Sylvia Paull - Sylvia Paull entered the technology revolution when she accidentally applied for a job with Software Ventures, developers of the first commercial telecom software for the Macintosh called MicroPhone.
She was soon elected to the board of BMUG, started hosting parties for Will Hearst III, John C. Dvorak, and Jerry Pournelle at Comdex (a pre-blogger event), and eventually started her own parties, known as Cybersalons (www.berkeleycybersalon.com).
An independent high-tech publicist and velvet feminist, she started Gracenet, a group for women in high tech (www.gracenet.net), and various other groups revolving around her desires to eat out, take long walks, and shake things up.
Scott Rosenberg - Writer, editor and website builder Scott Rosenberg is a cofounder of Salon.com and author of Dreaming in Code: Two Dozen Programmers, Three Years, 4,732 Bugs, and One Quest For Transcendent Software.
At Salon, Rosenberg served as technology editor and, from 1999 to 2004, as managing editor and vice president for editorial operations. He also started the Salon Blogs program in 2002 and began his own blog as part of it. Before leaving Salon in 2007 to write Say Everything he conceived and prototyped the Open Salon blogging community.
Before Salon he wrote on theater, movies, and technology for the San Francisco Examiner for a decade and was honored with the George Jean Nathan Award for his reviews. His writing has appeared in the New York Times, Wired, and many other publications. He lives in Berkeley, California, with his wife and two sons.
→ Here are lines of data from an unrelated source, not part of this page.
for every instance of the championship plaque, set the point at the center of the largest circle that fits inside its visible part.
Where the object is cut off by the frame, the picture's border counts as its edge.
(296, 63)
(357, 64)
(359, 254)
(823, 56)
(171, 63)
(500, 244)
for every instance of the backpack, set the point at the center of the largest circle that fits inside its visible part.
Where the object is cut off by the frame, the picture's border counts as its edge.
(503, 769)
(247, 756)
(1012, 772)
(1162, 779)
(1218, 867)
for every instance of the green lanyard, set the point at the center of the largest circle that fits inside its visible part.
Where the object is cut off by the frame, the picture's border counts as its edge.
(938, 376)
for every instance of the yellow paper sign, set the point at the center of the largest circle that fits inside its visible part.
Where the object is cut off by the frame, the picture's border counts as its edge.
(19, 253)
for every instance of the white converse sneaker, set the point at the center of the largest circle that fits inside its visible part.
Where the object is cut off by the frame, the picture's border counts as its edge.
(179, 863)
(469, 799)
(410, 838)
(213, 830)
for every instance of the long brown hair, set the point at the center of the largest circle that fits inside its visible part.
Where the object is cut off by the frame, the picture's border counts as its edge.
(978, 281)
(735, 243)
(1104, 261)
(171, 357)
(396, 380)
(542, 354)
Today he blogs at wordyard.com. He can be found on Twitter as @scottros.
You've heard all the arguments about blogging, pro and con. Blogs are a wondrous innovation, keys that have unlocked a vast treasury of self-expression and allowed underdogs everywhere to challenge giants. No, wait! Blogs are a scourge that is debasing journalism, undermining traditional authority, drowning us all in meaningless chatter, and destroying civilization as we know it.
Over the last dozen years, while everyone was arguing about blogging, the new medium came into its own. What started as the passion of a handful of geeky pioneers evolved into the pursuit of millions. That is the story Scott Rosenberg tells.
Say Everything chronicles blogging's unplanned rise and improbable triumph, tracing its impact on politics, business, the media, and our personal lives. What blogging has become, Rosenberg says, is a new kind of public sphere - one in which we can think out loud together.